UT Libraries staff stand with the 2025 Map & Geospatial Collections Explorer Fellowship recipients, Alex Costa Kott and Yiming Zhang, who hold certificates recognizing their geospatial research projects.

The University of Texas Libraries is pleased to announce the 2025 recipients of the Map & Geospatial Collections Explorer Fellowships, which support innovative scholarship drawing on the Libraries’ extensive cartographic and geospatial holdings – including the Perry-Castañeda Library (PCL) Map Collection, the Geospatial Data Portal and other distinctive resources. Now in its third year, the fellowship continues to highlight the many ways maps, spatial data and archival collections can inform research across disciplines.

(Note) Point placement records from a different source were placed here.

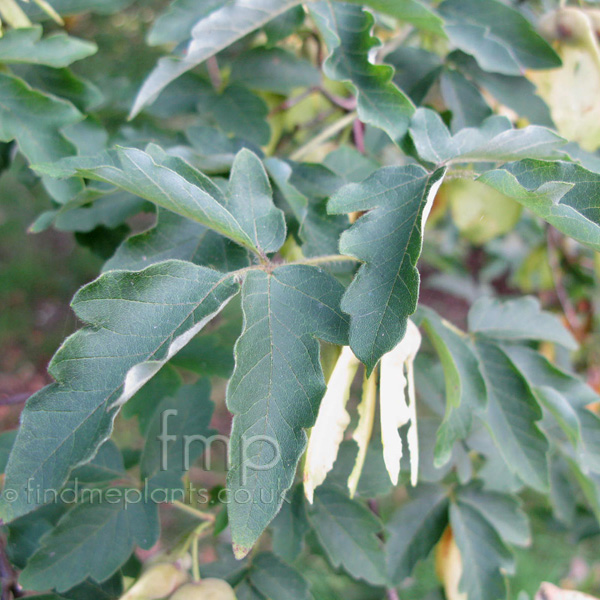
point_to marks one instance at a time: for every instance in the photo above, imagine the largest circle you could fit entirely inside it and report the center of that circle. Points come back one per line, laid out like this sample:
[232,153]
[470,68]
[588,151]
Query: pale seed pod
[157,582]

The 2025 Faculty/Postdoctoral Fellowship is awarded to Yiming Zhang, a postdoctoral researcher at the Bureau of Economic Geology in the Jackson School of Geosciences. Zhang’s work centers on applying artificial intelligence, machine learning and remote sensing to questions of urban sustainability and resilience. Her fellowship project, “Decadal Monitoring of Colonias with Remote Sensing and Machine Learning in the Lower Rio Grande Valley (LRGV),” will examine the growth and evolving flood risk of colonias – unincorporated and underserved communities along the Texas–Mexico border – over the past several decades. Drawing on historic FEMA maps, digital scans from the Perry-Castañeda Map Collection, layers from the UT Libraries’ GeoData Portal and high-resolution satellite imagery, Zhang will use AI-enhanced analysis to track spatial change and produce insights that can help inform evidence-based planning and policy development in the region.

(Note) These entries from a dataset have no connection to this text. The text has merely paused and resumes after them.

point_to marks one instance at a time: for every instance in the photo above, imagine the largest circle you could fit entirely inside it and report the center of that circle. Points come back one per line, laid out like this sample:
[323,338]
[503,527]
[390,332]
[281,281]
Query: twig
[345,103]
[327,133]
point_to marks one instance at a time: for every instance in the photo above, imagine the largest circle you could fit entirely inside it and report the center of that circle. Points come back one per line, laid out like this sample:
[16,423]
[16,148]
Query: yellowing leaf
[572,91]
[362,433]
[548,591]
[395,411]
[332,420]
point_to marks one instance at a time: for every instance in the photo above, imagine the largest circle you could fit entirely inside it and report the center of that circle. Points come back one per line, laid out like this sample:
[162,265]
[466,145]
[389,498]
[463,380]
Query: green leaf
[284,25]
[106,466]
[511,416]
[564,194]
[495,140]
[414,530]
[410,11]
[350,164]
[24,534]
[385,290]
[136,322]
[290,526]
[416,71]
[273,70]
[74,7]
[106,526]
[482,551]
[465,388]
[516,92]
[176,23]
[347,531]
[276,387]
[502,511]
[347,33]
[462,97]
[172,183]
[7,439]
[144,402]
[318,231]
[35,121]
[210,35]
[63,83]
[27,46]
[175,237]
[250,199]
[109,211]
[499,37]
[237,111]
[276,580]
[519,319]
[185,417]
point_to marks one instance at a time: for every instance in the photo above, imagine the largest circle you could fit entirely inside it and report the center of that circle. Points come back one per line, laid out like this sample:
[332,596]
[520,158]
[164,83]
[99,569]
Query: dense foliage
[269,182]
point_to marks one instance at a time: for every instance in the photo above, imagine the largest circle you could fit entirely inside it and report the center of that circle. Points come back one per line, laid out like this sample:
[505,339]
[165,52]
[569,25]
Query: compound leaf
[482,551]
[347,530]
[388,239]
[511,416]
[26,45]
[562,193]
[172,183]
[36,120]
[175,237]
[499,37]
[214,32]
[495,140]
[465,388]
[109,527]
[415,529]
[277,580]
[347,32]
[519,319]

The 2025 Student Fellowship goes to Alex Costa Kott, a PhD student in Latin American Studies (LLILAS) at The University of Texas at Austin. Costa Kott researches Afro-Brazilian religions with a focus on Umbanda, its Bantu and Yoruba cosmologies and the social dynamics that shape its contemporary practice. His project, “Mapping Ancestral Geographies: Tracing West & Central African Roots of Umbanda through Historical Cartography,” will explore the African origins of Umbanda by analyzing colonial-era maps from West and Central Africa held in the UT Libraries’ geospatial collections. Using an interdisciplinary approach that blends cartographic, ethnographic and historical methods, and building on the work of scholars such as James Sweet and John Thornton, Costa Kott aims to identify routes, place names and spatial continuities that illuminate the endurance of African cosmologies across the Atlantic world. His research also underscores broader questions of cultural memory and the persistent religious violence targeting practitioners of African-derived traditions in the Americas and the Caribbean.

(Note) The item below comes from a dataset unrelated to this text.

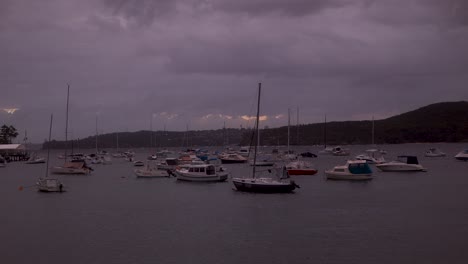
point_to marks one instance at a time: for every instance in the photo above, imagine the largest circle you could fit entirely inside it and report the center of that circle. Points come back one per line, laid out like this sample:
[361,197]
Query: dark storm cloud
[145,11]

The Map & Geospatial Collections Explorer Fellowship program reflects the Libraries’ commitment to fostering new scholarship, expanding access to geospatial resources and supporting researchers who bring fresh perspectives to historical and contemporary spatial questions. The Libraries congratulates the 2025 fellows and looks forward to the insights their projects will bring in the year ahead.

Throughout the course of their project development, recipients will have the opportunity present or lead a workshop at a Libraries event to showcase their work. Additionally, project work will be featured in one or more Libraries repositories, enabling long-term preservation and a citable persistent link to project outcomes.